Rick and I have always talked about cooking outside, and how we could achieve this without buying a Weber Summit S-460, or something like it. The big stainless grill aesthetic just doesn’t fit with our house. We’re attracted to more primitive elements of cooking: big copper pots, stone vessels like molcajetes, a wood or charcoal-fired grill, mostly stone or stucco surfaces, and a seamless interaction with the garden.
The best example of this in Austin, and possibly in the country, for that matter, is the outdoor ‘kitchen’ of James David and Gary Peese, former partners in Gardens. Wood-fired barbecues are built into a limestone wall and offer three different means of cooking: a smoker and two sizes of grills (one for small events and one for cooking on a big scale). They also have a fireplace outfitted with a Tuscan grill, which is a small enamel dish that evenly cooks its contents. A wood-fired pizza oven is conveniently located just outside the kitchen on a back porch. Inventive stone details, like pyramids, spheres, and offset planes lend a modern, whimsical aesthetic to these functional objects.
So, how to achieve all this on a small scale, on our corner half-lot in a dense neighborhood? In this scheme, we give relative privacy to the outdoor eating areas, and shield the cooking components from public view. The grills and work table are located near the vegetable potager and out of sight from our indoor dining area.
These cook tops are enclosed in a masonry box that is constructed from the same materials as our house: autoclaved aerated concrete panels with stucco finish. The charcoal is contained in a custom steel box, with a slide-out tray below for clean-out. Core-tin steel doors cover the storage below and match the planter boxes of the potagers.
The cooking element on the left is a 30″ wide charcoal-fired grill, which is the only way to achieve that smokey flavor so characteristic of outdoor cooking. Over the 30″x18″ grill tray, I could line up meats & veggies for over 10 people, turn a rotisserie, or smoke a brisket (or two).
The element on the right houses a highly efficient outdoor burner, perfect for boiling huge stock pots of gumbo or crawfish, or deep-frying a turkey – something inconceivable in our tiny house. Check out Tejas Smoker’s “Monster” burner: it puts out an amazing 225,000 BTU/hour using an adjustable high-pressure regulator. It’s designed so there’s an optimum 5″ between the burner and the bottom of the pot. I just want to make sure the propane tank is located just the right distance away from this sucker!!
Bonus: lay a grill grate about 5″ above the hot plate surface, and you have a typical gas grill. Perfect for when I have a spontaneous idea to grill something, like peaches on rosemary skewers (my favorite in the height of summer).
A limestone-top work table sits right adjacent to the grills, which I see as an indispensable part of cooking outside efficiently. How many times have you cooked on a grill with those inadequate shelves sticking off the side, and awkwardly balanced a whole platter of grilled goods on your forearm? Not safe.
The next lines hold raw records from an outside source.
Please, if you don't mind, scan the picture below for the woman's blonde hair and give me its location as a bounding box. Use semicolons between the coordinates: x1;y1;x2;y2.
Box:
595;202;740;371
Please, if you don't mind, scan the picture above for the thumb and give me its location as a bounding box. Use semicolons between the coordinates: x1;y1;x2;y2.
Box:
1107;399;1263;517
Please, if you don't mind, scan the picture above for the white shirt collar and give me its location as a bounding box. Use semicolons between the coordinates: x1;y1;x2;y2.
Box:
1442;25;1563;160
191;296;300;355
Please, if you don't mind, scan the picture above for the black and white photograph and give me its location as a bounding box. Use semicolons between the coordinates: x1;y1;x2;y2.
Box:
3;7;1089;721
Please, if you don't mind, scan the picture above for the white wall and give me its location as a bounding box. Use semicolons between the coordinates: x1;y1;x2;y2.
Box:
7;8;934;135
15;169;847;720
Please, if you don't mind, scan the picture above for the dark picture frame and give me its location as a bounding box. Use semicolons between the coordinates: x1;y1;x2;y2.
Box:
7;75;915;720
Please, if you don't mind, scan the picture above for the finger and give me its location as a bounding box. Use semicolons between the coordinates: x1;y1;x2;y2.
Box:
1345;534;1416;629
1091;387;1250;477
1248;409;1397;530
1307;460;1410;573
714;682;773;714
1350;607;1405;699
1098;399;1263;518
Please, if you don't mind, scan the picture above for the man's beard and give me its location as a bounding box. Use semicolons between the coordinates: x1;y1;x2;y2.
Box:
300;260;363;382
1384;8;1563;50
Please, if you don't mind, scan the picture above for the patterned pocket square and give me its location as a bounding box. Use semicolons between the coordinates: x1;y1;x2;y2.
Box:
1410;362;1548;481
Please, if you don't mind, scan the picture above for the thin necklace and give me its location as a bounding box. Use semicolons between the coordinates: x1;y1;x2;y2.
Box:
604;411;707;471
So, we’ll have a 24″ x 48″ surface for prep and serving.
To accommodate large groups for dinner, we can be economical with our ground space and use our carport as a temporary dining area. To transform this structure into a pleasant dining atmosphere, we could lay an outdoor rug for color, hang paper lanterns from the ceiling, and transfer the mosquito net curtains to the I-beams surrounding the carport (thus hiding the cars from view). With two rented tables and chairs, we could seat up to 14 people. That’s a perfect sized dinner party!
The summer patio is located on the north side of the house, shielded from the sun. In this tiny oasis, it’s all about climate control: misters cool the air by 25 degrees, a water feature relaxes the mind and distracts from traffic noises, and mosquito net curtain hanging from the I-beams forms an enclosure that lends privacy and keeps out bugs. Most of the plants would be broad leaf, shade-loving varieties, like Oak Leaf Acanthus or Hostas. A 30″ round table is the perfect size for our family of three (or for Mom & Dad to enjoy a margarita after #3 has gone to bed). This is what it looks like now; consider this our ‘before’ photo!
We will probably slate this project over a 4-year time period so that we can afford the quality of masonry and steel work desired. I hope to begin laying the concrete pavers this fall when the weather cools, as then begin to select some good potted plant specimens for the Summer Patio. I’ll update more as we progress!